Samsung creates $300 million fund for autonomous driving technologies

- Adrian Ungureanu
1010

Samsung Electronics established the Samsung Automotive Innovation Fund, a new $300-million fund focused exclusively on the automotive market. The Samsung Automotive Innovation Fund will focus on connected car and autonomous technologies, including smart sensors, machine vision, artificial intelligence, high-performance computing, connectivity solutions, automotive-grade safety solutions, security, and privacy.

In addition to the fund, Harman, which was acquired by Samsung earlier this year, has established a new Autonomous/ADAS Strategic Business Unit (SBU). The new Harman SBU, which will report to Harman’s Connected Car division, will work with the Samsung Strategy and Innovation Center (SSIC) Smart Machines team to develop key technologies for safer, smarter, connected vehicles. The SSIC Smart Machines team is an advanced automotive engineering group dedicated to enabling next-generation mobility solutions.
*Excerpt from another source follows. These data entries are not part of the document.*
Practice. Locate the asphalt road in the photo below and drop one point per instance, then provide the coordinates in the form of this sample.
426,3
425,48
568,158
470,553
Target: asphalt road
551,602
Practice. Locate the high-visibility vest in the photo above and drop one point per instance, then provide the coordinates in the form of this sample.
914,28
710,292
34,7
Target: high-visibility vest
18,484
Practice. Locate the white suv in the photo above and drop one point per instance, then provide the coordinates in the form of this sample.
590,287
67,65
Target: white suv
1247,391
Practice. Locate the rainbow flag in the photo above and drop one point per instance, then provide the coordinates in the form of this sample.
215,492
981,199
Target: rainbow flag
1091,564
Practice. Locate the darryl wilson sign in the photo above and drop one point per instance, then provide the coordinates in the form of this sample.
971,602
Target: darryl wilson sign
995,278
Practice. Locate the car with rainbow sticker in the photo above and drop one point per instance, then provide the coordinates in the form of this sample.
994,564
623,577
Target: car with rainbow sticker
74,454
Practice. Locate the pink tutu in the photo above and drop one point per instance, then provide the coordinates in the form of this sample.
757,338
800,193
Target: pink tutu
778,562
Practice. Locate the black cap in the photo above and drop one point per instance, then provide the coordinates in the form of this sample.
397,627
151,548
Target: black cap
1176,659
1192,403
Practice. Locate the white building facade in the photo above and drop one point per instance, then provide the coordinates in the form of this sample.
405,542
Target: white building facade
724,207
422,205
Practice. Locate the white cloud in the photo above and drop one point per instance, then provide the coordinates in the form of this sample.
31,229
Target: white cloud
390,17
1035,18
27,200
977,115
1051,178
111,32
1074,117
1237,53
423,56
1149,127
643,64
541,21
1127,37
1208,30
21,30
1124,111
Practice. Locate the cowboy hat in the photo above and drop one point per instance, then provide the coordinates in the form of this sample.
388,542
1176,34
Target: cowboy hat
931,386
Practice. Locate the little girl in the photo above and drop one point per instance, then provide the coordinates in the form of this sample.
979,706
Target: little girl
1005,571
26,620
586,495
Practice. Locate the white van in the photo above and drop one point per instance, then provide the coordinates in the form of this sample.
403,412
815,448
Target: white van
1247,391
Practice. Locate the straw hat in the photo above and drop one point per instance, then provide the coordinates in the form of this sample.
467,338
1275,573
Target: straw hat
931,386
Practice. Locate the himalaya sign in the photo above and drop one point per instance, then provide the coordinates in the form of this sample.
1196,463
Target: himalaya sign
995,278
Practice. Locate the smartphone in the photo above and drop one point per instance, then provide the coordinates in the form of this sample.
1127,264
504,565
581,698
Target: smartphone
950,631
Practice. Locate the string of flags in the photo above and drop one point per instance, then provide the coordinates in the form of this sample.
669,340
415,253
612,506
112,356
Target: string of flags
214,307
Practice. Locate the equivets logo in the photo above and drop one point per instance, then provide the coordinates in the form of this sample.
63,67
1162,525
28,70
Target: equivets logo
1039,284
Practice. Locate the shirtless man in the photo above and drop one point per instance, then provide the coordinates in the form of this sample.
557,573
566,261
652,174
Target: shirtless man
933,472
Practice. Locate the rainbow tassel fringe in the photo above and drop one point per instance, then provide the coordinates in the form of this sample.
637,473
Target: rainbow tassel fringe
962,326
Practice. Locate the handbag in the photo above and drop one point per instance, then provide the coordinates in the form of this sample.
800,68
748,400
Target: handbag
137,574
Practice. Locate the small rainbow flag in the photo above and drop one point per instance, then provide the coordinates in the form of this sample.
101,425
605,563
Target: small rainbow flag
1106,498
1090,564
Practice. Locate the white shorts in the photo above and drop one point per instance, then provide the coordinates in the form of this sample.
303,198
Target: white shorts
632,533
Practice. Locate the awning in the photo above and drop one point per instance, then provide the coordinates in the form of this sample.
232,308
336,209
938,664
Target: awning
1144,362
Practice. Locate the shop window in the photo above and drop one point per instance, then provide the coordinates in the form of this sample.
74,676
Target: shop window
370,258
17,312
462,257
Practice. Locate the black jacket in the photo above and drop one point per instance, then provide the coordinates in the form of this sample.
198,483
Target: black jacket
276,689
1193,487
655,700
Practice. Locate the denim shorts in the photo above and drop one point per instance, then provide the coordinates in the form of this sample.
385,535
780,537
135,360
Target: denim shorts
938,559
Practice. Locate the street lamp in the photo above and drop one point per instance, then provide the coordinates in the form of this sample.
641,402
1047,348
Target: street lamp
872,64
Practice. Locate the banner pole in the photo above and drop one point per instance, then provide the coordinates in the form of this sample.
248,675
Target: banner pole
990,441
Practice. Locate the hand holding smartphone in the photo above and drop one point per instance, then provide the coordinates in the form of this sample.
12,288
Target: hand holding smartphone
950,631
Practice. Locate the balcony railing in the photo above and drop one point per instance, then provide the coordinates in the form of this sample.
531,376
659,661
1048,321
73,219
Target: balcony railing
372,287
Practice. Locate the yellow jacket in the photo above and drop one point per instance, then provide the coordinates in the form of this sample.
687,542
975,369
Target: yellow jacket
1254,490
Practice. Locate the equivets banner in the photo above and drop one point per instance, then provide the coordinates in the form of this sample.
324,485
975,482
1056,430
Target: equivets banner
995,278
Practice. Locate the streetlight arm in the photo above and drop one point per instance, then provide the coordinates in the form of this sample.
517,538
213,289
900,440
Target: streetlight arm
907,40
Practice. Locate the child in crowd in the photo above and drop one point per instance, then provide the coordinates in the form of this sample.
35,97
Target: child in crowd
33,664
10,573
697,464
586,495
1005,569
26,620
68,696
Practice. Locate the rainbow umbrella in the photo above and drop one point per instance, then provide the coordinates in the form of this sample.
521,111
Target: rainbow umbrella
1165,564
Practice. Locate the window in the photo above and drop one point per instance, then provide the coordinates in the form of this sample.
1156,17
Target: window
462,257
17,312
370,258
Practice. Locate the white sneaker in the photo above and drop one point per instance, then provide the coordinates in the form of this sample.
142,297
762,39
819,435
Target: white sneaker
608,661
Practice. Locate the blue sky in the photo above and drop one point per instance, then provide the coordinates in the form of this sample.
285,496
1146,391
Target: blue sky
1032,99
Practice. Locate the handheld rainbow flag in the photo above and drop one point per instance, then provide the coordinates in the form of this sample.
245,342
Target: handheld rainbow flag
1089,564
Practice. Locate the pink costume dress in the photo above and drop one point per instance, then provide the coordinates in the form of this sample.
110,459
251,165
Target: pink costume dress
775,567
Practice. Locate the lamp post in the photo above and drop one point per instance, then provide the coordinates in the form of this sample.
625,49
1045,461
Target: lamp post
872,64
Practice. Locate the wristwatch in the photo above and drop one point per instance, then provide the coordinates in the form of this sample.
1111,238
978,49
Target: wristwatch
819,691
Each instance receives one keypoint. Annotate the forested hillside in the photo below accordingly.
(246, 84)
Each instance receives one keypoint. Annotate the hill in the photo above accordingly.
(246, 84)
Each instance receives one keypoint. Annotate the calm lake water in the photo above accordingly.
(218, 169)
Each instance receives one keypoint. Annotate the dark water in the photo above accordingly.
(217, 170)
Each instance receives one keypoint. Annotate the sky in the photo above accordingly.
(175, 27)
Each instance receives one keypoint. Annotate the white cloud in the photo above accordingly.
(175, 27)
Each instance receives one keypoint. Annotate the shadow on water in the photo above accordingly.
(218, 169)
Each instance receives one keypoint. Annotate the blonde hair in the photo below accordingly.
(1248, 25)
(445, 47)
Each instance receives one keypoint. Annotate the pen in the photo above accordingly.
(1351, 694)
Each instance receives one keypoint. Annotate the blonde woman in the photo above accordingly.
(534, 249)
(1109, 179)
“During this period of extraordinary transformation in the automotive industry, we are excited to play a leadership role in supporting and shaping the future of smarter, more connected vehicles,” said Young Sohn, President and Chief Strategy Officer of Samsung Electronics and Chairman of the Board of Harman. “The Autonomous/ADAS Strategic Business Unit and automotive fund reflect the company’s commitment to the values of open innovation and collaboration. In partnership with OEMs and startups, we will make the driver and passenger experience safer, more convenient, and more enjoyable.”

The first strategic investment of the Samsung Automotive Innovation Fund will be in TTTech, a leader in functional safety, deterministic networking, real-time systems, and complex software integration for ADAS and an automated driving platform. Earlier investments by Samsung’s existing investment funds have included stakes in automotive startups, including AImotive and Renovo for automated driving; Quanergy, TetraVue, and Oculii for sensors; Autotalks and Valens for connectivity; and Graphcore for high-performance computing.

To date, Samsung has secured licenses for on-road testing of autonomous driving software and hardware under development in Korea and California. Samsung will not enter the car-manufacturing business, remaining focused on working with automakers and mobility enablers to develop the next generation of automotive innovation.